The Company also expects to initiate a Phase 1b cohort expansion of ARV-471 in combination with Ibrance® (palbociclib) in December 2020. This trial will evaluate the safety and tolerability of ARV-471 in combination with palbociclib and seek to identify a recommended combination dose.
The Company expects to begin two additional studies of ARV-471 in the second half of 2021: a combination trial of ARV-471 and another targeted therapy in second line and/or third line metastatic breast cancer, and a window of opportunity study in adjuvant breast cancer.
The combined data from these studies will inform the Company’s global development strategy and path forward toward the goal for ARV-471 to become the leading endocrine therapy in ER+/HER2- breast cancer.
ARV-110 Clinical Update
On December 14, 2020, the Company also announced updated interim data from the dose escalation portion of its ongoing Phase 1/2 clinical trial of ARV-110 in men with metastatic castrate resistant prostate cancer (“mCRPC”). The dose escalation portion of the Company’s Phase 1/2 clinical trial of ARV-110 is designed to assess safety, tolerability and PK of ARV-110 in men with mCRPC who have progressed on standard of care therapies, as well as to identify a recommended Phase 2 dose.
The Company believes that ARV-110 continues to show promising activity in a very late-line population, with prostate specific antigen (“PSA”) reductions equal to or greater than 50% (a “PSA50 response”) observed at doses greater than 280 mg, the last cohort for which the Company had previously disclosed data.

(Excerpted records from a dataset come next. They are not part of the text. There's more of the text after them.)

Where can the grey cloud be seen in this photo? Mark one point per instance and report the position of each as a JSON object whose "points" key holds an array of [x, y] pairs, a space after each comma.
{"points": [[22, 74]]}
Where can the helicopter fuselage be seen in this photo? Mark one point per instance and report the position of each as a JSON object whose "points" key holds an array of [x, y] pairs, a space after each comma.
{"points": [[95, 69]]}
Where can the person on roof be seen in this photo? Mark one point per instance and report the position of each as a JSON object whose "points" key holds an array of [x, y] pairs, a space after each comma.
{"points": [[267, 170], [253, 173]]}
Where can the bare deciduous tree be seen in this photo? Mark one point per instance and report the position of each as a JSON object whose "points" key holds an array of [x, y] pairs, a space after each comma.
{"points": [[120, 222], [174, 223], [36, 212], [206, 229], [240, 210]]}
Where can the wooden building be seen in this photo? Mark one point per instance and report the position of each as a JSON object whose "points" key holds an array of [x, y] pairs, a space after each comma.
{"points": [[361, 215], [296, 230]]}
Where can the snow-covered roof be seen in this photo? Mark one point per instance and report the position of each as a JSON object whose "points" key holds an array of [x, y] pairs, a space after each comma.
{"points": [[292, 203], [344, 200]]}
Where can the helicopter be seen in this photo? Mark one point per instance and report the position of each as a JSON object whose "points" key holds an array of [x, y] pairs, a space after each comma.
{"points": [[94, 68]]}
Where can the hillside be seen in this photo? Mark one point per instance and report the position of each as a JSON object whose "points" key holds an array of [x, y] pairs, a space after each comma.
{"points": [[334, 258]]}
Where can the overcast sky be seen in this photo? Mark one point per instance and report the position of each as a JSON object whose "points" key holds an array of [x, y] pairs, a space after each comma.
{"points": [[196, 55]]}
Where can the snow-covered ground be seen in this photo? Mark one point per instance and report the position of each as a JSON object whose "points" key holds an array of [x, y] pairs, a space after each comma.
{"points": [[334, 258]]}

ARV-110 exposures have risen dose proportionally, and at 420 mg oral daily dosing, exposures in nearly all patients have surpassed a threshold the Company associated with tumor responses with ARV-110 in enzalutamide-resistant preclinical models of prostate cancer.
In the dose escalation portion of the trial, 76% of patients had been treated with prior chemotherapy, and 82% previously received both abiraterone and enzalutamide. Patients had a median of five prior lines of therapy. Multiple lines of therapy in nonmetastatic and metastatic castrate resistant prostate cancer are associated with a decreased responsiveness to androgen receptor (“AR”)-directed therapies and an increase in tumor heterogeneity, including in genetic mutations, which reduce the tumor’s dependence on the AR signaling axis. Genetic profiling of trial patient tumors showed genetic variability, with 84% of patients in the trial having non-AR gene mutations. As such, these patients would not be expected to respond to AR-directed agents such as ARV-110. In addition, the Company found that rates of specific AR mutations have been found to be higher than the Company anticipated based on previously published studies of men with mCRPC.
The Company has identified a molecularly defined, late-line population with a particularly strong response to ARV-110. Two of five patients (40%) with T878 or H875 mutations in AR had a PSA50 response, including one patient with a tumor size reduction of 80%.
In addition, two of 15 patients (13%) with wild-type AR also had a PSA50 response, representing activity in a broader patient population. In the full group of patients with exposures above the minimum threshold the Company predicted to be efficacious by preclinical studies, four of 28 (14%) had PSA reductions greater than 50%. The Company believes that this PSA50 response rate is substantially higher than would be expected from approved AR-directed therapies in such late line patients. Specifically, PSA50 response rates from standard-of-care AR-directed therapies generally decrease to 8%—15% in mCRPC patients with fewer prior therapies.